Thermoelectric Signal Enhancement by Reconciling the Spin Seebeck and Anomalous Nernst Effects in Ferromagnet/Non-magnet Multilayers

TL;DR

This study demonstrates that selecting appropriate non-magnetic materials and increasing multilayer layers in ferromagnet/non-magnet structures enhances thermoelectric signals by reconciling spin Seebeck and anomalous Nernst effects, advancing magnetic thermoelectric device development.

Contribution

It introduces a method to improve thermoelectric signals in FM/NM heterostructures by optimizing NM material properties and multilayer configurations, combining spin Seebeck and anomalous Nernst effects.

Findings

Thermoelectric signal is enhanced by matching NM spin Hall angle to ANE sign.

Increasing multilayer layers enlarges thermoelectric voltage and reduces device resistance.

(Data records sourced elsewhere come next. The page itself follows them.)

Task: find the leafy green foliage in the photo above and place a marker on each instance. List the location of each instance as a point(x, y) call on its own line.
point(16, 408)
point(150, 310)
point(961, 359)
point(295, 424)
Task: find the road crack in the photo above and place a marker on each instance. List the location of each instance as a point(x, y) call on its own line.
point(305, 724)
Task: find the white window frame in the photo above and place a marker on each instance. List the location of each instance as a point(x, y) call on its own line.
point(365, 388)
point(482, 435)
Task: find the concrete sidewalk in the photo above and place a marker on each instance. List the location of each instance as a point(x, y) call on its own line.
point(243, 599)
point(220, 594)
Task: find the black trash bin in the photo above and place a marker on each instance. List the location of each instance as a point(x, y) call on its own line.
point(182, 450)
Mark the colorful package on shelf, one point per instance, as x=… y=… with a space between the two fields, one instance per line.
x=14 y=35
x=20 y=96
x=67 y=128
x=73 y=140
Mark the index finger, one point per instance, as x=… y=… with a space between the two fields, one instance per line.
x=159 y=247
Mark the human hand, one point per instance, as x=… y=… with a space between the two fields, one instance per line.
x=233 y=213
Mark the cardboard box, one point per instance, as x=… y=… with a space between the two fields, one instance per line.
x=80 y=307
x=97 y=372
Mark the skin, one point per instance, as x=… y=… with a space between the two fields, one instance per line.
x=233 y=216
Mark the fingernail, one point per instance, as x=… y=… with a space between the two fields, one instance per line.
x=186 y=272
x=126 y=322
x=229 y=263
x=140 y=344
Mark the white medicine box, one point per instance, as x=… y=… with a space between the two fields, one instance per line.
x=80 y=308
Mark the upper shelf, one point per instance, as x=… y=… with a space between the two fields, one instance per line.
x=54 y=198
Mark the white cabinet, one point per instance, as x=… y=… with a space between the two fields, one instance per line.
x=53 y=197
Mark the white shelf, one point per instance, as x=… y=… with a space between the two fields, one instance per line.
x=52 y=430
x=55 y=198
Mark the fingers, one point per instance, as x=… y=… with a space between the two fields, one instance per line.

Experimental results suggest potential for magnetic-based thermoelectric devices.

Abstract

The utilization of ferromagnetic (FM) materials in thermoelectric devices allows one to have a simpler structure and/or independent control of electric and thermal conductivities, which may further remove obstacles for this technology to be realized. The thermoelectricity in FM/non-magnet (NM) heterostructures using an optical heating source is studied as a function of NM materials and a number of multilayers. It is observed that the overall thermoelectric signal in those structures which is contributed by spin Seebeck effect and anomalous Nernst effect (ANE) is enhanced by a proper selection of NM materials with a spin Hall angle that matches to the sign of the ANE. Moreover, by an increase of the number of multilayer, the thermoelectric voltage is enlarged further and the device resistance is reduced, simultaneously. The experimental observation of the improvement of thermoelectric properties may pave the way for the realization of magnetic-(or spin-) based thermoelectric devices.